Les contrevérités qu’il assène avec talent ne me dérangeraient pas si elles n’étaient si dangereuses. Je ne peux les laisser sans réaction, sauf à mettre à mal l’objet du Crif qui est d’œuvrer pour que les  Français juifs aient une vie paisible en France.

Je ne peux laisser dire que le Crif « aurait une milice » ; que cette milice ferait sa loi dans l’espace public et que cette loi et cette milice s’imposeraient à la police nationale « abandonnée de ses chefs »...

Du reste le propos est imbécile. Car la prétendue « milice » qui aurait expulsé Mélenchon et ses camarades aurait également, selon l’auteur,  « provoqué la réintégration dans le cortège des dirigeants du FN ». Or, Jean-Luc Mélenchon ne peut sérieusement reprocher au Crif de l’avoir amalgamé au FN en ne souhaitant pas la présence de ces deux formations et dans le même temps, vitupérer contre une « milice du Crif » qui aurait protégé Marine Le Pen. 

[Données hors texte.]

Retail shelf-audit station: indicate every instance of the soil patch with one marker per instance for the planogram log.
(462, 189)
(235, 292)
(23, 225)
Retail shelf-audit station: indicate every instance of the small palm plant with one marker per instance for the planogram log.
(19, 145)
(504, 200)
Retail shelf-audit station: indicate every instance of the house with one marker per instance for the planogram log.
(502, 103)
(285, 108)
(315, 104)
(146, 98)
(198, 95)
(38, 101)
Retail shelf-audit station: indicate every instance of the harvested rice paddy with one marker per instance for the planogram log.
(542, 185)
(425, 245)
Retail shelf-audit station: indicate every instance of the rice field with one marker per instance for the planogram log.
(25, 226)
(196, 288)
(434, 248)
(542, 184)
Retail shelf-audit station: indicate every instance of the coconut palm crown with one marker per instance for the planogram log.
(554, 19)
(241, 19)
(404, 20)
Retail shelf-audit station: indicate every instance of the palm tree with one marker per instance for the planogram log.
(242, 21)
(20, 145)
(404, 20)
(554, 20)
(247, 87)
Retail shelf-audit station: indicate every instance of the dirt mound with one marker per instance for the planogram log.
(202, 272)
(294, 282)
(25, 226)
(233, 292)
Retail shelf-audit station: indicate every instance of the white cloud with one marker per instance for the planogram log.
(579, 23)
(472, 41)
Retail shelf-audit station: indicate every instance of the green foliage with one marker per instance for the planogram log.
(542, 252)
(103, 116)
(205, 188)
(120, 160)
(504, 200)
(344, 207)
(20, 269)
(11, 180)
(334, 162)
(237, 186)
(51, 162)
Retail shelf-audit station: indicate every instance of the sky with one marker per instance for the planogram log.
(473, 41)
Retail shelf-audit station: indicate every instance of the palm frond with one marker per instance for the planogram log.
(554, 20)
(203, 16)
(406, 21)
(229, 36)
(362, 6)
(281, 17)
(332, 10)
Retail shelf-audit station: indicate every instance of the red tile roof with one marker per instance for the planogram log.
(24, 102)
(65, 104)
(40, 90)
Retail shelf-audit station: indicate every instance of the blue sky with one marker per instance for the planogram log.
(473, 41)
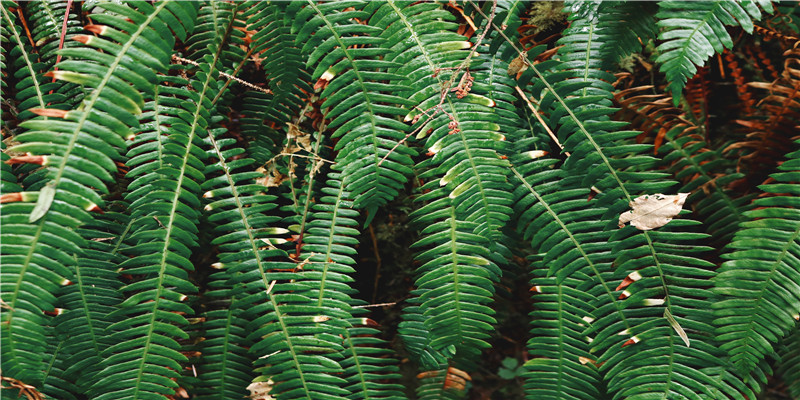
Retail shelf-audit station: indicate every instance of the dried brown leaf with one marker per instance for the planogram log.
(653, 210)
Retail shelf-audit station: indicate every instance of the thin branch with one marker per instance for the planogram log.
(223, 74)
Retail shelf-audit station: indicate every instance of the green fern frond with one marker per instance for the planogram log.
(300, 329)
(562, 367)
(463, 139)
(91, 300)
(694, 31)
(575, 256)
(416, 337)
(167, 171)
(360, 103)
(78, 153)
(218, 26)
(57, 384)
(455, 279)
(759, 296)
(627, 25)
(244, 231)
(283, 64)
(435, 384)
(666, 259)
(33, 89)
(369, 364)
(789, 367)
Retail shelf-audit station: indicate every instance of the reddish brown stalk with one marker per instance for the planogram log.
(63, 34)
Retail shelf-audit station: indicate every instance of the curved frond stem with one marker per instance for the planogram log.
(575, 242)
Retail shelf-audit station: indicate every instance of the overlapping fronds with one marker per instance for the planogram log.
(694, 31)
(700, 168)
(450, 110)
(56, 382)
(219, 25)
(455, 279)
(193, 230)
(643, 334)
(563, 367)
(760, 299)
(300, 334)
(239, 208)
(33, 89)
(566, 232)
(283, 65)
(789, 368)
(78, 150)
(628, 25)
(166, 164)
(90, 301)
(47, 19)
(346, 57)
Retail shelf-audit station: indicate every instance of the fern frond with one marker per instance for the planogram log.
(283, 65)
(666, 258)
(238, 206)
(563, 367)
(627, 26)
(455, 279)
(789, 368)
(56, 382)
(369, 365)
(167, 170)
(47, 21)
(575, 256)
(361, 104)
(416, 337)
(463, 139)
(759, 296)
(442, 383)
(91, 300)
(300, 329)
(78, 152)
(694, 31)
(33, 89)
(218, 26)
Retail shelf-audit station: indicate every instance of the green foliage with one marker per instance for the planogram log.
(189, 190)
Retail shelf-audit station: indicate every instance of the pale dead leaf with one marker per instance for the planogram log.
(260, 390)
(272, 179)
(518, 64)
(653, 210)
(302, 138)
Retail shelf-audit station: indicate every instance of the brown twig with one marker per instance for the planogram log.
(63, 35)
(377, 262)
(223, 74)
(446, 87)
(539, 118)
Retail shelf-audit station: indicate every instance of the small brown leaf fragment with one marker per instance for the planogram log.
(519, 64)
(260, 390)
(632, 277)
(653, 210)
(49, 112)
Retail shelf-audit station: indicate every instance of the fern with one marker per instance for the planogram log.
(194, 193)
(758, 303)
(692, 32)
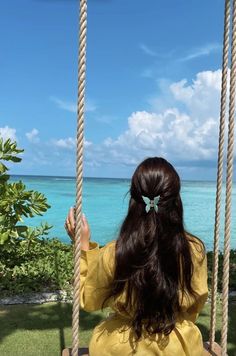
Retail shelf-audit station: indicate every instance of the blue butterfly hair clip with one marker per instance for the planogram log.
(151, 203)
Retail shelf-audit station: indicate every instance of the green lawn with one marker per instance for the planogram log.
(35, 330)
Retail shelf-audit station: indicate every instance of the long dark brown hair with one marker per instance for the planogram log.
(153, 258)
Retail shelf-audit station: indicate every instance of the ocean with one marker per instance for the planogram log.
(105, 204)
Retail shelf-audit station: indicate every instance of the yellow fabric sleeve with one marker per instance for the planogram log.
(96, 275)
(190, 305)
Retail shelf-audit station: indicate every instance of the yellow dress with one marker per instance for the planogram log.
(114, 336)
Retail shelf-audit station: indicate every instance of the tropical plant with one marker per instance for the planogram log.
(17, 203)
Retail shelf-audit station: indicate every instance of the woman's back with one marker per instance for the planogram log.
(115, 335)
(154, 276)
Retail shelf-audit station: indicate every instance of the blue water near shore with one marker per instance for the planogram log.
(105, 205)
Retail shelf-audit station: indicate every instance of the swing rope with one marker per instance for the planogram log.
(229, 185)
(220, 170)
(229, 179)
(79, 172)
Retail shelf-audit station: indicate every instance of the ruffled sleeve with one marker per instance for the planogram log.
(192, 306)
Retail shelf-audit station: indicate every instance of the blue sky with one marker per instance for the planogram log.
(153, 84)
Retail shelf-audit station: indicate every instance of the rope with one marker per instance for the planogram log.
(229, 183)
(220, 170)
(79, 172)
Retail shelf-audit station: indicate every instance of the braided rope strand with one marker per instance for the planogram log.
(220, 170)
(79, 172)
(229, 183)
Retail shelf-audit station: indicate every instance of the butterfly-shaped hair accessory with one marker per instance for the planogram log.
(151, 203)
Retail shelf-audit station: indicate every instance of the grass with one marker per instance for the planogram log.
(35, 330)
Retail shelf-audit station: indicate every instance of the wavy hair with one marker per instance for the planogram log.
(152, 257)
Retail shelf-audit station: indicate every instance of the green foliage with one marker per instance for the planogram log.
(46, 266)
(17, 202)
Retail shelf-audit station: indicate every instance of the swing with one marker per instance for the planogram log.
(211, 347)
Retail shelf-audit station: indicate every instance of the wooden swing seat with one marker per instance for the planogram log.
(216, 350)
(83, 351)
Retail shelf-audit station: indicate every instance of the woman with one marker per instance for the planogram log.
(154, 277)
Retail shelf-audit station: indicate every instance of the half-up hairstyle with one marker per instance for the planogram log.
(152, 258)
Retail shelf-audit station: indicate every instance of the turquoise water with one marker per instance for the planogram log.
(105, 205)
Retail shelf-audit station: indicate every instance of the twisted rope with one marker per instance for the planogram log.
(229, 183)
(220, 170)
(79, 172)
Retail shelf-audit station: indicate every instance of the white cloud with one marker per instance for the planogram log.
(72, 106)
(8, 132)
(147, 50)
(205, 50)
(184, 131)
(32, 136)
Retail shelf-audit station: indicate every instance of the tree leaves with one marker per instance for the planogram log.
(17, 203)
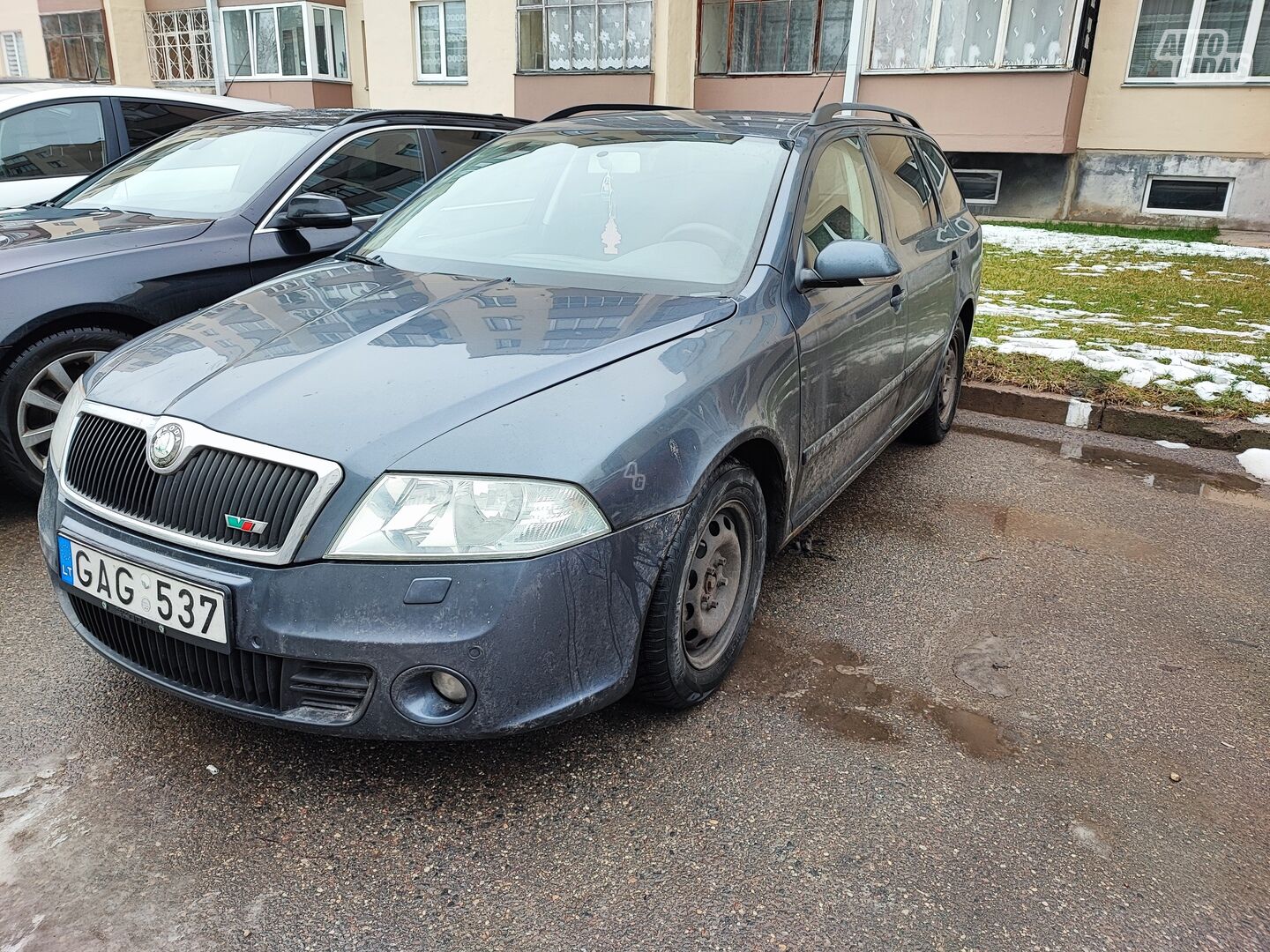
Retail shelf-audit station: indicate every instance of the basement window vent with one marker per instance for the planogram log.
(979, 185)
(1168, 195)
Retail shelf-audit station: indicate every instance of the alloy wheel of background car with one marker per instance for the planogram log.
(32, 391)
(696, 626)
(42, 398)
(937, 420)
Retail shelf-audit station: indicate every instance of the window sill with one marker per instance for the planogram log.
(585, 72)
(968, 70)
(288, 79)
(1198, 84)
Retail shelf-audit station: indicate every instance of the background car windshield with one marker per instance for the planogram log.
(681, 212)
(197, 173)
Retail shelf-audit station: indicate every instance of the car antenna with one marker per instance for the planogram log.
(846, 41)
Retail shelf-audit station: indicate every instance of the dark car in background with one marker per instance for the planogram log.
(527, 444)
(185, 222)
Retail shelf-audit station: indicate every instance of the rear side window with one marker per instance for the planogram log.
(453, 145)
(943, 176)
(908, 193)
(149, 121)
(372, 173)
(63, 138)
(841, 202)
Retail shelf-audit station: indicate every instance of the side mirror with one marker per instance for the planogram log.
(848, 262)
(314, 211)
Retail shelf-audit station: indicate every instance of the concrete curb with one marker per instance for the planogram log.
(1194, 430)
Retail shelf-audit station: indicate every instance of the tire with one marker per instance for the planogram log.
(937, 419)
(32, 387)
(681, 663)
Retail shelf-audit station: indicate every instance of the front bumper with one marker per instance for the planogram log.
(539, 640)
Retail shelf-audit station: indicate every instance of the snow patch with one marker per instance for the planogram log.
(1258, 464)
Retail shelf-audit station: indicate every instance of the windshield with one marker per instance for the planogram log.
(197, 173)
(684, 212)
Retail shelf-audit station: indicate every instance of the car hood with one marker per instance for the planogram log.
(362, 365)
(45, 235)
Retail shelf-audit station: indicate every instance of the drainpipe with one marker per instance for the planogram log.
(855, 52)
(213, 22)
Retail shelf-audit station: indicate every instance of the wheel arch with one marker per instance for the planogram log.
(967, 317)
(108, 316)
(761, 452)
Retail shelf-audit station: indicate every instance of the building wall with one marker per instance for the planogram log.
(126, 36)
(23, 16)
(390, 63)
(1110, 187)
(675, 51)
(1034, 112)
(1214, 120)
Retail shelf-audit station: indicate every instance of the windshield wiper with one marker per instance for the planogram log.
(366, 259)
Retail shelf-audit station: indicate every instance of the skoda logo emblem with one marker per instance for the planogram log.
(165, 444)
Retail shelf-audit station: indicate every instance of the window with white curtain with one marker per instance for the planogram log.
(972, 34)
(747, 37)
(14, 54)
(285, 41)
(441, 34)
(585, 36)
(1201, 41)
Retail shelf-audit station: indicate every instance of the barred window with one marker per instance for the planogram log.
(181, 46)
(585, 36)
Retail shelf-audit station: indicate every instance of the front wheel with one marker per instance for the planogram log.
(705, 597)
(32, 391)
(937, 420)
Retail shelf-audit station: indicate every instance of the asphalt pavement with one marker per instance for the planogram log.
(1015, 695)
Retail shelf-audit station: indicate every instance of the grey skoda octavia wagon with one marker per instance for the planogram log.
(525, 446)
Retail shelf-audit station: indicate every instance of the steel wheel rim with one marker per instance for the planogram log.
(714, 585)
(949, 381)
(43, 398)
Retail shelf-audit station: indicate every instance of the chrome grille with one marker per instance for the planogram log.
(107, 470)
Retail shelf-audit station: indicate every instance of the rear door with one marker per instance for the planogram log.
(925, 254)
(372, 173)
(46, 149)
(851, 340)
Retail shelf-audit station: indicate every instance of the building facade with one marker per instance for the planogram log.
(1147, 111)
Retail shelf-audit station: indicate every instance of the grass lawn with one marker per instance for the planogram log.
(1133, 323)
(1204, 233)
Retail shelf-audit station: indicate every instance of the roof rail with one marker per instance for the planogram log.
(362, 115)
(826, 113)
(609, 108)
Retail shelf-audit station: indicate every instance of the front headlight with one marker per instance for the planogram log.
(63, 426)
(418, 517)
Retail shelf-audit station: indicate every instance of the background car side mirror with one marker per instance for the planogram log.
(848, 262)
(314, 211)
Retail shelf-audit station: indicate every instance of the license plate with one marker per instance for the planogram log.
(176, 606)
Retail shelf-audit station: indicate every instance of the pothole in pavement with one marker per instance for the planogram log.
(833, 688)
(1154, 471)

Mais si le propos est sot et faux, il n’en reste pas moins grave. Et ignominieux, tout comme le concept et l’expression de « soumission au communautarisme » que le député de La France Insoumise reprend à son compte et dispute à Alain Soral.

Il y a pire. Tout à son emportement, Jean-Luc Mélenchon me prête ainsi qu’au Crif, la responsabilité de l’antisémitisme. Ni plus ni moins. Dans un pays où l’on tue des juifs, cette grande conscience républicaine explique doctement que la faute ultime reposerait sur les représentants de la communauté juive, aux premiers rangs desquelles, le Crif. Je n’entends pas tolérer pareille abjection, comparable à celle qui fait porter à  la femme violée la responsabilité de ce qu’elle a subi.

Pour finir, Jean-Luc Mélenchon m’attribue honteusement une vision selon laquelle «  pour défendre la France, c’est-à-dire son unité nationale par-delà les confessions, il faut être solidaire de la politique d’un État étranger et des crimes de son gouvernement ». Pas une seule fois, à l’occasion de la mort de la regrettée Madame Knoll ou de l’organisation de cette marche contre l’antisémitisme, nous n’avons évoqué le gouvernement israélien. Jean-Luc Mélenchon qui n’est plus à une contradiction près ne craint pas, lui, de finir son propos par les évènements de Gaza pourtant survenus après la marche par une phrase sobre comme il en a l’habitude : « une armée de tueurs tiraient sur une foule sans défense en Palestine ».

L’amalgame coupable que Mélenchon me prête  n’est commis que par une seule personne : lui-même ! Le trouble dont il se plaint par son éviction de la manifestation à la mémoire de Madame Knoll,  n’est le fait que d’une seule personne qui l’a orchestré et mis en scène : lui-même !

Cela suffit. L’insulte et l’anathème ne sont pas les formes acceptables d’un débat démocratique et serein. Compte tenu de la gravité de ses propos, j’exige en mon nom et au nom du Crif, les excuses qui s’imposent de la part de Monsieur Mélenchon.

A défaut, je réclamerai justice à son encontre et un jugement sera rendu. Ce jugement, ne sera pas celui du Crif, de ses « milices », d’une communauté ou d’un état étranger. Comme tous les autres jugements en France, il sera prononcé au nom de la République et du Peuple français.